Raptor migration in Greece: a review

Panuccio M., Agostini N., Barboutis C.



Abstract:

Greece is located at the southernmost end of the Balkan Peninsula and the shortest distance between Greece and north Africa is roughly 280 km. As raptors mostly fly over land exploiting thermal currents, the ecological barrier shaped by the Mediterranean Sea south of Greece, has a strong impact on the migration strategy adopted by each species. Using data from recent studies at three watchsites in Greece (island of Antikythira, Mount Olympus, National Park of Dadia-Lefkimi-Soufli) we discuss the migratory behaviour of some selected species. The three commonest species were the Eurasian marsh harrier Circus aeruginosus, the western honey buzzard Pernis apivorus and the short-toed snake eagle Circaetus gallicus. The first migrates on a broad front over the sea. A similar migration strategy is adopted also by the Eleonora’s falcon Falco eleonorae.
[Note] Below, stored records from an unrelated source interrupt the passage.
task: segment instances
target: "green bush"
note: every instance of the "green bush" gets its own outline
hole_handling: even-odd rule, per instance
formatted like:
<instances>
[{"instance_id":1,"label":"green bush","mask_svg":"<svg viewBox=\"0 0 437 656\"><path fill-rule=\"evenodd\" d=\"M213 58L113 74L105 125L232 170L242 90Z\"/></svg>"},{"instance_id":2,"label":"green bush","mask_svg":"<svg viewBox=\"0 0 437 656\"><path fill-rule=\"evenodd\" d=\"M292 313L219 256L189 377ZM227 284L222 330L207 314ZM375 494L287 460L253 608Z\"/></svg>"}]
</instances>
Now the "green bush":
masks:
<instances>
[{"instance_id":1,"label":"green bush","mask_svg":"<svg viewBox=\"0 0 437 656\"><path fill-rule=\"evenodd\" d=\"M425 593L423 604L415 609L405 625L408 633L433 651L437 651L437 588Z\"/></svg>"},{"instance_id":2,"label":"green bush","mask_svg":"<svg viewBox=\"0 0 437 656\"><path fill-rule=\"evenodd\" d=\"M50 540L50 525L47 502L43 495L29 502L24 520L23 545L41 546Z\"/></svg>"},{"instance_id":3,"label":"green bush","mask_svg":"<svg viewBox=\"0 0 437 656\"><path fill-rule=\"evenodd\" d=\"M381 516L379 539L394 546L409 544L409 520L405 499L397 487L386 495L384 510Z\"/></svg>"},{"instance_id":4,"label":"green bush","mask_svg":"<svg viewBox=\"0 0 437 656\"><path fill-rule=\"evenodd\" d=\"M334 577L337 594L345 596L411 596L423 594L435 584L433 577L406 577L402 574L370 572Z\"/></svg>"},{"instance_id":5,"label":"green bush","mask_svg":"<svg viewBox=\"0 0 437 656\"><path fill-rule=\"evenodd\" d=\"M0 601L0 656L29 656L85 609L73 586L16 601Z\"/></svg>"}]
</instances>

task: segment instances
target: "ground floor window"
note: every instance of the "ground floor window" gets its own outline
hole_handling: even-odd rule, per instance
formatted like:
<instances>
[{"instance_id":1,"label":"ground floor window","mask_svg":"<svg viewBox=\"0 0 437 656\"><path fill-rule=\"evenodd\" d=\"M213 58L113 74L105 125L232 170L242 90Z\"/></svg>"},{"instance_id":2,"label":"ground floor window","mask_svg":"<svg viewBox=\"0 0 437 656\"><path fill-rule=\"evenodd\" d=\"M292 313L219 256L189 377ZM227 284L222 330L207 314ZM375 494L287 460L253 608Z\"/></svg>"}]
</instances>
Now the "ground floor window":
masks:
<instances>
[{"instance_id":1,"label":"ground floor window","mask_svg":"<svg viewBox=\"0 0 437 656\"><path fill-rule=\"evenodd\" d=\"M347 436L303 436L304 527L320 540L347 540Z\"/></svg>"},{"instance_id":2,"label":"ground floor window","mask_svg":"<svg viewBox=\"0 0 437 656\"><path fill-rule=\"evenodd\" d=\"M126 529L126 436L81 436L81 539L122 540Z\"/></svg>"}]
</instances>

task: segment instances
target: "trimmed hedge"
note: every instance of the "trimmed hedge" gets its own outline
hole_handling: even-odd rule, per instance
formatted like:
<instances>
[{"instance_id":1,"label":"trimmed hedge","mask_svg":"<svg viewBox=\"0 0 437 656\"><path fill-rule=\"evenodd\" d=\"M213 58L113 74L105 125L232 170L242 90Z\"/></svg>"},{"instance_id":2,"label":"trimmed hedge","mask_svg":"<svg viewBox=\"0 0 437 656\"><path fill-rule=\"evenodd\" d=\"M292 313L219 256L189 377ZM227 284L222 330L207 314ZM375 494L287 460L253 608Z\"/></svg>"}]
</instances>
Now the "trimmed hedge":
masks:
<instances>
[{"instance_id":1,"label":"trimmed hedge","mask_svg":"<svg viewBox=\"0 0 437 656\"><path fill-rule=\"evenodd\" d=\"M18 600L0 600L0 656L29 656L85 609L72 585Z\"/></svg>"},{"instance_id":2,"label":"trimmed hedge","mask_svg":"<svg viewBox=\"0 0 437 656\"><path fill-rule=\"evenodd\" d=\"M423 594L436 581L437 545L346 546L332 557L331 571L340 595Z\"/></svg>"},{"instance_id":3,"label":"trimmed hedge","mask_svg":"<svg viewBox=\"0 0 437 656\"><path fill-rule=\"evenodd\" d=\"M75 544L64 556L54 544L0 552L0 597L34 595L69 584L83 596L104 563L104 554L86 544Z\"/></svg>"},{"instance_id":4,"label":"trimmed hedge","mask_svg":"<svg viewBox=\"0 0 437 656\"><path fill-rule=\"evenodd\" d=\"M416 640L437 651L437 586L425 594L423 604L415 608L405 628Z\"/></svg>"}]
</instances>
The western honey buzzard performs a loop migration strategy concentrating over the island of Antikythira in autumn but bypassing it in spring. The short-toed snake eagle, on the other hand, avoids the crossing of the Mediterranean Sea performing a long detour and crosses the sea at the Bosphorus. Observations suggest that the levant sparrowhawk Accipiter brevipes and the lesser spotted eagle Aquila pomarina adopt a similar strategy. Finally, species such as the common buzzard Buteo buteo and the sparrowhawk Accipiter nisus do not cross the Mediterranean Sea but move across Greece to winter in southern Greece.